Opec wants an “orderly recovery” in oil production from Libya, Nigeria and Iran and has a flexible output target under its cuts agreement to accommodate more crude from the three member nations, the group’s secretary-general Mohammad Barkindo said.
The Organisation of Petroleum Exporting Countries was anticipating a revival in production from the three when it set a targeted output range from 32.5mn bpd to 33mn bpd under its November agreement, Barkindo told Bloomberg Television last week at a conference in Istanbul. Nigeria will support a cap on its production, the country’s Minister of State for Petroleum Resources Emmanuel Kachikwu told reporters in the capital Abuja.
“What we would like to see is an orderly recovery that would not disrupt significantly the re-balancing of the market, which is a very delicate process which has taken longer than expected because of the change in fundamentals,” Barkindo said. By setting a range for the production ceiling, Opec was “making provisions for the expected recovery of production” from Libya, Nigeria and Iran, he said.
Opec decided in November to reduce its output by 1.2mn bpd to 32.5mn starting January 1 to clear a global glut. Other producers including Russia joined the deal, which was extended through March 2018.
Libya and Nigeria were both exempted from the cuts due to their internal strife, while Iran was allowed to raise production by 90,000 bpd as it was recovering from sanctions. Crude slid into a bear market last month amid concerns that cutbacks by Opec and allied producers are being partially offset by a rebound in supply from Libya and Nigeria and by US shale output. Benchmark Brent crude has dropped 17% this year.
Opec pumped 32.6mn bpd in June, and its output exceeded demand in the first half of this year, according to a report the group issued last Wednesday. Compliance with the curbs needed to clear a global inventory surplus has faltered to its lowest level since they began in January, the International Energy Agency said on Thursday.
“Dramatic improvement” in output from Libya and Nigeria diluted Opec’s actual supply cut of 920,000 bpd in June, almost halving it to 470,000, the IEA said in a report. If Libya can sustain current production of about 1mn bpd, Nigeria builds on recent gains and the rest of Opec holds output steady, then the group’s cuts could be eroded in July to less than 300,000 bpd, the Paris-based agency said.
Libya and Nigeria may be asked to cap their output soon in an effort to help re-balance the market, Kuwaiti Oil Minister Issam Almarzooq said on July 10. Both African nations are expected to send representatives to the next meeting of the Opec and non-Opec Joint Technical Committee on July 22 in Russia, Barkindo said.
Opec recognises that Libya, Nigeria, and Iran have faced “severe challenges,” and it welcomes their increased production, he said. “We are glad these countries are recovering fast.”

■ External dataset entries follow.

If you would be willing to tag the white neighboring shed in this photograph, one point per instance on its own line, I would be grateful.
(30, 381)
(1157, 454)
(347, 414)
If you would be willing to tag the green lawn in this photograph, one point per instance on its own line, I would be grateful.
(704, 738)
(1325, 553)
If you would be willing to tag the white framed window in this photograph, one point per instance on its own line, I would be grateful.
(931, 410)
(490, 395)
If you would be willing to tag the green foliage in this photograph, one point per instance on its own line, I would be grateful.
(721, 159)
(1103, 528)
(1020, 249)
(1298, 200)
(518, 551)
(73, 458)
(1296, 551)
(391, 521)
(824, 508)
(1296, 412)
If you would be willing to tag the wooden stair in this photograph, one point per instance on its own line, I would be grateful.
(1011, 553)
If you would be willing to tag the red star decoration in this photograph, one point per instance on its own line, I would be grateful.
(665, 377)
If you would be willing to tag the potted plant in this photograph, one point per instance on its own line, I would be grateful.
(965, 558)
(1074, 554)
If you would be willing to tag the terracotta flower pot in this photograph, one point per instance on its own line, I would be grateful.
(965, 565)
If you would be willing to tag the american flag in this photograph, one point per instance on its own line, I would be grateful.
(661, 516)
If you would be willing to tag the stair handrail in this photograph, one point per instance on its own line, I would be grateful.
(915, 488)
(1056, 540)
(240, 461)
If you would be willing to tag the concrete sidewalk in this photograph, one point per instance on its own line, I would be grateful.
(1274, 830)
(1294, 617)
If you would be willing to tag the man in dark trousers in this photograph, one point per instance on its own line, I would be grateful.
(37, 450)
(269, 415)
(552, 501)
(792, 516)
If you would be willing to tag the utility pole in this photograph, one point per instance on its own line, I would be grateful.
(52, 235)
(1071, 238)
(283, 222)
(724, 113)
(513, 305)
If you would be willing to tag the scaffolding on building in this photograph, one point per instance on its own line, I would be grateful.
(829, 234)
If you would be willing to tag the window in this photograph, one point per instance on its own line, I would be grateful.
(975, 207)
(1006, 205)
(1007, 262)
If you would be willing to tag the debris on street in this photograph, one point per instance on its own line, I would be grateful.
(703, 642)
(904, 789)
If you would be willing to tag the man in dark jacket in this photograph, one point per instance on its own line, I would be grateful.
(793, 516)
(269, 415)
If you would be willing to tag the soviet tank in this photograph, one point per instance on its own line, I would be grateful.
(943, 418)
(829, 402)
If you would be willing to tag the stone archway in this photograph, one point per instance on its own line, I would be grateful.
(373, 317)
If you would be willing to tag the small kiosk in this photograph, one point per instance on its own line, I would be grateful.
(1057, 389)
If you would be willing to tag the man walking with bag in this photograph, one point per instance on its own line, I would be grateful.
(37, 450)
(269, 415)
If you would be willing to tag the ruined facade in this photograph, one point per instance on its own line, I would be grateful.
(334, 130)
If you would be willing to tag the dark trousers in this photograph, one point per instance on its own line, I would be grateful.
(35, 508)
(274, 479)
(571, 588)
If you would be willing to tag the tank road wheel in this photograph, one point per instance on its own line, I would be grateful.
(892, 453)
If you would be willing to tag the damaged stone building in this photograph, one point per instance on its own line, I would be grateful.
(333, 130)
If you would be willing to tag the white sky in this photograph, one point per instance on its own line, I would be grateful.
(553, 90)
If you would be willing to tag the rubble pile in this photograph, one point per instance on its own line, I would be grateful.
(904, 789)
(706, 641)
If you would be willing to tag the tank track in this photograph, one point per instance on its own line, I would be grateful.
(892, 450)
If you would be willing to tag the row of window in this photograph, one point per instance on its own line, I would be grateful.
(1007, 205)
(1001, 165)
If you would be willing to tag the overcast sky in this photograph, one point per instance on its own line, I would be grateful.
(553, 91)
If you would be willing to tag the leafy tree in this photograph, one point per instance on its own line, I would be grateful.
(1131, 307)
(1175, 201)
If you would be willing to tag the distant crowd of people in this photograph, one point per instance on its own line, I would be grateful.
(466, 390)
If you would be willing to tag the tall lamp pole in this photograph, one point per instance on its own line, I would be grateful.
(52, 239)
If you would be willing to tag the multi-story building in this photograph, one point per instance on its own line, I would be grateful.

Nigeria’s output limit would come into play when the nation can pump at a stable rate of 1.8mn bpd, about 100,000 more than it’s currently producing, Kachikwu said. “We still are below the 1.8mn bpd benchmark set for us by Opec,” he said. “I think that over the next one or two months, hopefully, we can get to that point where we can say the recovery has been tested, it is systemic and predictable.”
Nigeria will miss an Opec ministerial committee meeting in Russia scheduled for July 24, but Kachikwu plans to meet with Saudi Arabia and Russia after that, he said.
Libya’s output has risen to 1.05mn bpd, or 45,000 bpd more than the country was pumping at the beginning of July, according to a person with direct knowledge of the matter who asked not to be identified for lack of authorisation to speak to the media. The nation’s output is at the highest level since June 2013, according to data compiled by Bloomberg. The global cuts accord between Opec and non-Opec producers faced “headwinds” in the first quarter this year and didn’t cause crude stockpiles to decline fast enough, Barkindo said. The current market downturn is lasting longer than previous slumps, due largely to 700,000 bpd to 800,000 bpd of additional supply from the US, he said.